Moira McQueen Register file photo.

Input sought on physicians’ conscience rights

By 
  • August 6, 2014

TORONTO - Silence from the public could cost Ontario’s doctors the right to deny non-emergency procedures, prescriptions and referrals which they morally oppose, warns the Canadian Catholic Bioethics Institute. 

The College of Physicians and Surgeons of Ontario (CPSO) is conducting a regularly scheduled review, as it does every five years, of its internal human-rights code and is being pressured to modify the sections regarding denying services based on conscience. 

“A lot of physicians feel strongly that they want these conscience rights protected,” said Moira McQueen, executive director of the Canadian Catholic Bioethics Institute. “We have been encouraging people... to write to CPSO to say keep the policy the way it is so that physicians do not have to prescribe something that they think is morally unacceptable. It usually is about contraception and abortion ... neither one of those are truly medical emergencies.” 

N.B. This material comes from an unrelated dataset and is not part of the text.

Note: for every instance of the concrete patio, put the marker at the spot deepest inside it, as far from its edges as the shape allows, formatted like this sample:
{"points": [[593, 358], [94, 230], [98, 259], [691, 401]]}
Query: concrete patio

CPSO encouraged public feedback on its web site until Aug. 5 as an initial step in the process. 

“The feedback obtained during this consultation will be carefully reviewed and used to create a draft policy,” said Prithi Yelaja, a spokesperson for the college. “While it may not be possible to ensure that every comment or suggested edit will be incorporated into the revised policy, all comments will be carefully considered.” 

Yelaja said following this “preliminary stage,” CPSO will draft a revised policy. Stakeholders will then be asked to review and comment on the draft before a final version is put forward for consideration. The process is expected to last into 2015. 

The college’s code affords doctors the right to deny a non-emergency prescription, referral or procedure that they object to morally. This specific section of the policy has fuelled controversy. 

Earlier this year an Ottawa woman, 25-year-old Kate Desjardins, went public with her dissatisfaction when she received a letter from a walk-in clinic stating that “for reasons of my own medical judgment as well as professional ethical concerns and religious values, I only provide one form of birth control — Natural Family Planning.” All three doctors on staff at the clinic — Edmond Kyrillos, Agnes Tanguay and Rene Leiva — are reported to have been circulating this letter. When contacted by The Register, Leiva declined to comment on the advice of his lawyer following a series of “bad press” after Desjardins publicized the clinic’s letter. 

“A lot of people think that physicians should just prescribe what the person is actually asking for and the personal belief or opinion of the physician shouldn’t matter at all,” said McQueen. “That really compromises the physician.” 

Retired physician and practising Catholic Gillian Gilchrist, who spent much of her career working in palliative care before transitioning into pain management, disagrees with stripping doctors of their moral beliefs at work. 

“It is going to make it very difficult for them,” said Gilchrist, who retired in the mid-1990s after four decades of practising medicine. “I think this is dreadful. Obviously everybody has a point of view and I think that everybody in Canada should be able to exercise that point of view.” 

If doctors are stripped of their right to deny patients what they are asking for Gilchrist fears it will only be a matter of time before controversial practices like euthanasia come to Ontario — something she said few physicians want to perform. 

“The whole euthanasia business ... I am frightened about it,” she said. “It is taking lives and I don’t see that doctors should be put in the position to do that, that is not our training. A lot of us feel that we were trained to save lives and not to kill people.” 

Both Gilchrist and McQueen said that while much of the discussion has focused on religion and controversial procedures, the implications of making this change extend beyond what the Bible says is right and wrong. 

“It isn’t necessarily a Catholic issue ... it applies to all of the doctors in Ontario,” said McQueen. “Physicians have to be able to say in some situations I don’t think this is the right thing to do. Sometimes what the patient has asked for is not actually in their best interest even though the patient themself might think it is. 

“If they really think it is the wrong thing for the patient then they shouldn’t be forced to do it.” 

She used the example of a person addicted to painkillers asking for a prescription of their choice to ease withdrawal symptoms, one of which is physical pain. And while McQueen noted this is just a hypothetical outcome, it is still worth considering. 

“If the (CPSO’s) human-rights code were altered so that physicians had no protection, it is very hard to say what exactly would happen, but I think a lot of physicians would feel very threatened and I think it would be hard for some of them to continue practising,” she said. “That is why it is so important that the College of Physicians get feedback.”